Blair ‘would have gone to war without Iraqi WMD’

Tony Blair would still have led the country to war in Iraq even if he had known that it had no weapons of mass destruction.

The former Prime Minister has confessed that he would have had to use different arguments to justify toppling Saddam Hussein. But he says in an interview to be broadcast tomorrow morning that he would still have taken steps to remove the Iraqi dictator from power.

He also put the decision to go to war in Iraq in the context of a wider battle over Islam. He said: “I happen to think that there is a major struggle going on all over the world, really, which is about Islam and what is happening within Islam.” He said that this struggle had a “long way to go”.
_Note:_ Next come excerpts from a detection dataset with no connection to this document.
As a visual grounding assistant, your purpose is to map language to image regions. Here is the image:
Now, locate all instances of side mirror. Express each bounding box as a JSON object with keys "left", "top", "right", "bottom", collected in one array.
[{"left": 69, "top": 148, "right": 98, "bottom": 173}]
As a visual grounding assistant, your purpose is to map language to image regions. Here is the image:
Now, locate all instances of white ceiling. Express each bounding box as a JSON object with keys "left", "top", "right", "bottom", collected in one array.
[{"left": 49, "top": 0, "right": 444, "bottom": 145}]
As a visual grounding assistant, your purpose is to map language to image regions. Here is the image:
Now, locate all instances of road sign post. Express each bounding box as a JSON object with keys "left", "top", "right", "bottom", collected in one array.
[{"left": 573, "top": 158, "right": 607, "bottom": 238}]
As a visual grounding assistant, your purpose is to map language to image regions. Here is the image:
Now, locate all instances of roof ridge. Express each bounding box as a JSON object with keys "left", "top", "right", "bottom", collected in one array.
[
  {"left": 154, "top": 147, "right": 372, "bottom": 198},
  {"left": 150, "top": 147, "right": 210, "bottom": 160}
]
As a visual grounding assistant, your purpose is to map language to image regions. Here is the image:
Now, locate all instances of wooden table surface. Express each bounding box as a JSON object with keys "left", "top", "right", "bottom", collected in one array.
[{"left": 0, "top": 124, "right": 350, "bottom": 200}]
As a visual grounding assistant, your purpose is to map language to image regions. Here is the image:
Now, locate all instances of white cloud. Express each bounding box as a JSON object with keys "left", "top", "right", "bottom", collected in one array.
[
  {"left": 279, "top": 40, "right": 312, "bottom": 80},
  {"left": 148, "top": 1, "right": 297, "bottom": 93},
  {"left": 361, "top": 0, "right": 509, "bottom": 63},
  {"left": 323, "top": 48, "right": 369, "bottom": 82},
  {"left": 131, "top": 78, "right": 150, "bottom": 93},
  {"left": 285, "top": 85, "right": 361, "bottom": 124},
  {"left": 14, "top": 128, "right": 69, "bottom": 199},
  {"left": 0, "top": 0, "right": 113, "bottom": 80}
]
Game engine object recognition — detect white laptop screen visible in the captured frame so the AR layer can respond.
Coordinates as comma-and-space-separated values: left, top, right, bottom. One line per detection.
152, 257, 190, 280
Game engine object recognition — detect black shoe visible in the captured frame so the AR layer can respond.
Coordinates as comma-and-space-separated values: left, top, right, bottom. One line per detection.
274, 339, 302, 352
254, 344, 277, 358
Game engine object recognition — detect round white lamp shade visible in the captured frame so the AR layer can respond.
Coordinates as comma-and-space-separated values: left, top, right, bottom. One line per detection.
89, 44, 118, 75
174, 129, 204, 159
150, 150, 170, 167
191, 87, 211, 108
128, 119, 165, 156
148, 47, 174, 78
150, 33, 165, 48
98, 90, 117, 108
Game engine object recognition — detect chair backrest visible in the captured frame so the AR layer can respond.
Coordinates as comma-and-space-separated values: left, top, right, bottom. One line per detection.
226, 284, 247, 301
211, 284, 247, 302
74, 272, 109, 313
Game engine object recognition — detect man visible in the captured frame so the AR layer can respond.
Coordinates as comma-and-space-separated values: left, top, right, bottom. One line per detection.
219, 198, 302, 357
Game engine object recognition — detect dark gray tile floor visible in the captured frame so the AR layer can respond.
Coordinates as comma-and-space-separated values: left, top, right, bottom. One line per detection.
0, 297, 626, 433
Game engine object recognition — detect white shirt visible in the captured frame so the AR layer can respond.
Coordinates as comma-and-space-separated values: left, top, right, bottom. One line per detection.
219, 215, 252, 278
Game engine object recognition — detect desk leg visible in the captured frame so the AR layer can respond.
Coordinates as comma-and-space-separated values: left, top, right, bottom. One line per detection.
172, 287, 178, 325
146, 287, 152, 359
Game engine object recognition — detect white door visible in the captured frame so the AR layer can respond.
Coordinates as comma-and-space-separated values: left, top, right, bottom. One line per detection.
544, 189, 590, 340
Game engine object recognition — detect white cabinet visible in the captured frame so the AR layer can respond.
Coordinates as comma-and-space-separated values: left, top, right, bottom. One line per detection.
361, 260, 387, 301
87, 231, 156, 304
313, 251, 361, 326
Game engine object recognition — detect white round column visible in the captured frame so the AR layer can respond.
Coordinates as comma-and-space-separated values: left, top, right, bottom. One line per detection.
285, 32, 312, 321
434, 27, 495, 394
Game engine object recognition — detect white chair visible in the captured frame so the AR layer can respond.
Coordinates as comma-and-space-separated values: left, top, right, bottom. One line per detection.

At the time of the conflict Mr Blair, who is to be questioned by the Iraq inquiry early next year, based his decision to go to war on evidence that there were weapons of mass destruction in Iraq.
He gives an indication of his motives in an interview with the former daytime host Fern Britton, to be screened on BBC One. Mr Blair, who converted to Roman Catholicism when he left office two and a half years ago, denied that his religious faith played a direct part in his decision to go to war. But his faith gave him the strength to hold to the decision and supported him during “the loneliness of decision-maker”.

He said it was the “threat” that Saddam presented to the region that was uppermost in his mind. The development of weapons of mass destruction was one aspect of that threat.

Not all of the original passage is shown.